1 Versus 1 Is the Most Common Situation in Soccer
Sam Snow is CEO of American Made Soccer Consultants, as well as a United Soccer Coaches Instructor and U. S. Soccer National Instructor and is a new columnist for SoccerToday. Snow is the former Director of Coaching for US Youth Soccer
One versus one (1v1) is the most common and frequent tactical situation for players. 1v1 battles play out in all levels of soccer, from the professional to the beginning brackets of youth soccer.
Every 1v1 situation involves all four components of the game; fitness, attitude, technique, and tactics.
Further, no matter what position a player has on the team, he or she must be able to handle a 1v1 both offensively and defensively.
One versus one is the foundation of all tactics – individual, group and team. If players cannot win the majority of 1v1 duels on both offense and defense, then the odds of effectively combining in
One versus one “battles” take place on all parts of the field throughout the game.
Some are only for a split second and some last several seconds. Some of these duels are obvious to neophyte observers where only two players are in the immediate vicinity of the ball.
In most cases, though several players are near the ball during a 1v1. Many coaches do not recognize that a 1v1 is happening even if only for a moment. For example, in a 2v1 situation, the first attacker (player with the ball) must decide if he or she will pass to the second attacker or try to dribble past the opponent solo. Even though there are three players around the ball, a 1v1 decision must be made by the first attacker. Since these confrontations take place across the field for the entire match, all players must be able to defend and attack in a 1v1 to a reasonable degree.
In a 1v1, the two players are playing one of two roles.
One is the first attacker, who either penetrates via shooting, dribbling or passing or he or she maintains possession of the ball via shielding, dribbling or passing to a teammate.
The other role is the first defender who tries to deny penetration via interception of passes, one-touch clearances, tackling, shepherding, jockeying, containing or tracking runs. He or she may also try to regain possession of the ball from the opponent or at least dispossess the opponent.
Defensive Techniques in Soccer
The defensive techniques required include; how to intercept passes, one-touch clearances with the head or foot, how to jockey or shepherd the opponent with the ball, speed and angle of approach onto the opponent in possession, proper body posture, the poke tackle, the block tackle, four types of slide tackles, recovery runs and tracking runs.
Offensive Techniques in Soccer
The offensive techniques include dribbling to keep possession of the ball, dribbling to beat an opponent (penetration) and a multitude of “moves” can be used to accomplish either type of dribbling. Also required is being able to shield the ball, eight types of passes with the foot, deflection-passing with the head, chest or thigh, heading to score, crossing the ball and shooting with a plentitude of techniques.

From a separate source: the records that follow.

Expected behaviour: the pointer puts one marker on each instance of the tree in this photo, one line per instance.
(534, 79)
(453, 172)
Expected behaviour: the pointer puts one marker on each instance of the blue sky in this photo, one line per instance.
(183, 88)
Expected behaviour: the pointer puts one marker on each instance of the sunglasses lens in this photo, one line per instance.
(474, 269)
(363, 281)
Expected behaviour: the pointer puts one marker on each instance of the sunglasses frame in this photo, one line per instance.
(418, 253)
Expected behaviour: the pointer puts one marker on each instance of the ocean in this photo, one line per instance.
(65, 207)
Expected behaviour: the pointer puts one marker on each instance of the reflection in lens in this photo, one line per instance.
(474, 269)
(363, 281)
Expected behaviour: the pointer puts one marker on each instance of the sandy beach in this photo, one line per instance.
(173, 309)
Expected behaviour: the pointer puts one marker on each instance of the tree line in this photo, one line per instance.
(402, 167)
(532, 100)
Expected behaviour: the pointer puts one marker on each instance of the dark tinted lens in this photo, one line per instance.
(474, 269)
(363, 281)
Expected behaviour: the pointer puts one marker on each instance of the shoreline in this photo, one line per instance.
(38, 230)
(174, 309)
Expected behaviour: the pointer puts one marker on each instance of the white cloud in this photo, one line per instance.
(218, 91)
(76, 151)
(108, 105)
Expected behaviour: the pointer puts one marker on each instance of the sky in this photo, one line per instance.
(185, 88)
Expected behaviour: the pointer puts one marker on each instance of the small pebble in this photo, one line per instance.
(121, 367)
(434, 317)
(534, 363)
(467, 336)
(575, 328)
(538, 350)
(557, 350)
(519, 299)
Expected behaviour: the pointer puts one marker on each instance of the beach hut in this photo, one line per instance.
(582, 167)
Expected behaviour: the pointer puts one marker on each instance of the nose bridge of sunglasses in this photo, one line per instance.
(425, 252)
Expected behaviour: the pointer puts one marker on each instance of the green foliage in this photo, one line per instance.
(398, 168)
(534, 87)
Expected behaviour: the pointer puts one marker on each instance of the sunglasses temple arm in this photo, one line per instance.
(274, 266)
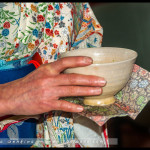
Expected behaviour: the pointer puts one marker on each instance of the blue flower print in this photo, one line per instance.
(57, 7)
(5, 32)
(61, 17)
(47, 25)
(44, 52)
(35, 32)
(143, 84)
(55, 57)
(133, 84)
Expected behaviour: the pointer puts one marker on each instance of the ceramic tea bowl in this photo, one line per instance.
(112, 63)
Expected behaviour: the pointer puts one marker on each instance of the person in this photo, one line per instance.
(32, 35)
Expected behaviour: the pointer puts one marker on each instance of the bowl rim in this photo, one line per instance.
(117, 62)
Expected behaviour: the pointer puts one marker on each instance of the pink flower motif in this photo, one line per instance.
(136, 68)
(6, 25)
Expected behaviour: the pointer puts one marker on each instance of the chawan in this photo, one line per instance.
(112, 63)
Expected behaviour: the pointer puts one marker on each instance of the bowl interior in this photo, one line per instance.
(103, 55)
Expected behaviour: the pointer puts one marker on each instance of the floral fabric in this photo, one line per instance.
(53, 28)
(50, 29)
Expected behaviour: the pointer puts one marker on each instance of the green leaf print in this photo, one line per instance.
(119, 95)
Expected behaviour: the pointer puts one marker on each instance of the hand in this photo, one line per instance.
(39, 91)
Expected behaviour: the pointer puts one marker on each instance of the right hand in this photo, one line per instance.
(39, 91)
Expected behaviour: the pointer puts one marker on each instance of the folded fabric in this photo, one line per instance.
(130, 101)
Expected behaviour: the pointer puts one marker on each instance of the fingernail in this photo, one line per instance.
(80, 108)
(97, 91)
(103, 82)
(88, 60)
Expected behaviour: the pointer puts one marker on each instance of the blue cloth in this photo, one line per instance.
(24, 131)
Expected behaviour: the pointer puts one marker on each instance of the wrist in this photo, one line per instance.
(5, 106)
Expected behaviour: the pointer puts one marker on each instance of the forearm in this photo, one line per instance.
(4, 104)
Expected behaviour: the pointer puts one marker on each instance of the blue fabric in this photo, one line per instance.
(25, 129)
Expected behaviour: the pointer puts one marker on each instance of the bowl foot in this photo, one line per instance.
(99, 102)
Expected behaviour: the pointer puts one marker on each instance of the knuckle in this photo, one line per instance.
(62, 61)
(71, 78)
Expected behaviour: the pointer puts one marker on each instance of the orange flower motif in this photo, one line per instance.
(53, 51)
(136, 68)
(11, 51)
(6, 52)
(49, 119)
(8, 59)
(31, 46)
(33, 7)
(45, 48)
(55, 128)
(21, 9)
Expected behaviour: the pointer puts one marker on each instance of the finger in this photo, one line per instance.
(78, 79)
(67, 106)
(63, 91)
(68, 62)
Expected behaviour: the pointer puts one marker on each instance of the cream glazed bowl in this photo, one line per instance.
(113, 63)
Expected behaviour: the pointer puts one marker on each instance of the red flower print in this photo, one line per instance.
(17, 45)
(50, 7)
(26, 56)
(56, 23)
(6, 25)
(56, 32)
(58, 12)
(26, 15)
(55, 45)
(36, 42)
(40, 18)
(61, 6)
(49, 32)
(46, 61)
(42, 29)
(136, 68)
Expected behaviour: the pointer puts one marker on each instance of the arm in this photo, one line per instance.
(39, 91)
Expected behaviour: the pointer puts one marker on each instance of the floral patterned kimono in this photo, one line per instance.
(49, 29)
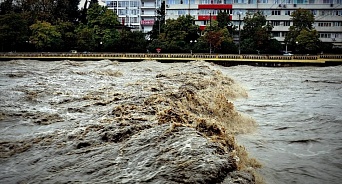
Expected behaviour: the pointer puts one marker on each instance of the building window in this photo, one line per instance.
(324, 24)
(283, 34)
(110, 4)
(172, 2)
(327, 1)
(325, 35)
(276, 34)
(338, 24)
(205, 1)
(338, 12)
(275, 12)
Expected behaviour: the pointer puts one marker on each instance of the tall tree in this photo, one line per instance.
(13, 31)
(159, 24)
(99, 33)
(223, 19)
(179, 32)
(66, 10)
(45, 36)
(302, 37)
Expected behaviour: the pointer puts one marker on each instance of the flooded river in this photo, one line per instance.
(111, 122)
(299, 112)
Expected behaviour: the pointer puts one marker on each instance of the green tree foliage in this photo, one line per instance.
(13, 32)
(45, 36)
(100, 32)
(302, 37)
(131, 42)
(218, 37)
(307, 41)
(256, 34)
(159, 24)
(223, 19)
(66, 10)
(9, 7)
(179, 32)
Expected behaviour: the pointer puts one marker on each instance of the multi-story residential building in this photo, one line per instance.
(141, 14)
(137, 14)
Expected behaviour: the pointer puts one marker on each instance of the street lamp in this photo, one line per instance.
(210, 31)
(239, 13)
(195, 41)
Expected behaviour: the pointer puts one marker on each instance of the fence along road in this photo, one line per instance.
(224, 59)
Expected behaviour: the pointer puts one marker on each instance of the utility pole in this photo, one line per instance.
(210, 32)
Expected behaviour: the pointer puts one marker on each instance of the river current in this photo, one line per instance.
(299, 112)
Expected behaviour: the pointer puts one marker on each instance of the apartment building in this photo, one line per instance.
(141, 14)
(137, 14)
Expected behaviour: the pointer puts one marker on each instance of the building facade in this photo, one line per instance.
(141, 14)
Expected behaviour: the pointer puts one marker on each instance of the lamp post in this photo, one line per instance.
(195, 41)
(210, 32)
(239, 13)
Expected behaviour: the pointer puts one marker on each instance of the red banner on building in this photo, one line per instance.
(147, 22)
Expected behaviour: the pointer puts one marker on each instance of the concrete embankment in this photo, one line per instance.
(222, 59)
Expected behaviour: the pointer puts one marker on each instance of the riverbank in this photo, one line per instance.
(107, 121)
(221, 59)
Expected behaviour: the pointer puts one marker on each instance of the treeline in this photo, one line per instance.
(59, 26)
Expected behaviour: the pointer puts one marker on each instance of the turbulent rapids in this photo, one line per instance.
(111, 122)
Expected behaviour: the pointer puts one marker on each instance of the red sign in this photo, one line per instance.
(215, 6)
(147, 22)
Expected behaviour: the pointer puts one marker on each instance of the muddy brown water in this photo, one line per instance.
(105, 121)
(299, 113)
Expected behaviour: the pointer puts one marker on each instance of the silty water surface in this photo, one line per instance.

Learning how to take on opponents and dribble begins with the 8 and under teams. The initial coaching of how to play in a 1v1 on both offense and defense starts with the 10 and under teams and is then continuously refined throughout the player’s career.
Good fitness is requited to execute the techniques and to have a sharp mind to make these tactical decisions.
The best way to get a player fit for 1v1 duels is to put them in those situations in training — as opposed to running laps. Experience is a great teacher.
Even World Cup teams work on how to play in various 1v1 predicaments.
Over years of proper training and refinement, players should learn how to handle 1v1 situations in all thirds of the field. While defending, they must also learn that in the defensive third they handle 1v1 battles somewhat differently on the flanks than when in the center channel. The same is true when on the attack in the offensive third.
All the above concerns field players, but clearly the goalkeeper must also deal with one on one occurrences too. The most obvious is when defending the goal. In a breakaway 1v1 situation the keeper tries to get the ball:
- Before the attacker by intercepting passes (through balls and crosses)
- As the attacker is dribbling or shooting and
- After the attacker shoots (catching, blocking, kick saves, parrying
Unless your goalkeeper is Luis Chilavert, the offensive part of 1v1 for the keeper is limited to distribution via two or three types of throws and three types of kicks.
Performing well in a 1v1 for any player on both offense and defense requires a positive attitude.
The players must feel confident that they know how to handle most situations.
This means the coach must put the players into a variety of 1v1 opportunities at training sessions.
To keep the learning of the same topic motivational over many years requires that coaches know how to teach 1v1 in various ways.
Since 1v1 is the foundation of all tactics. It benefits everyone and the growth of the game itself when we revisit how to best succeed at 1v1s.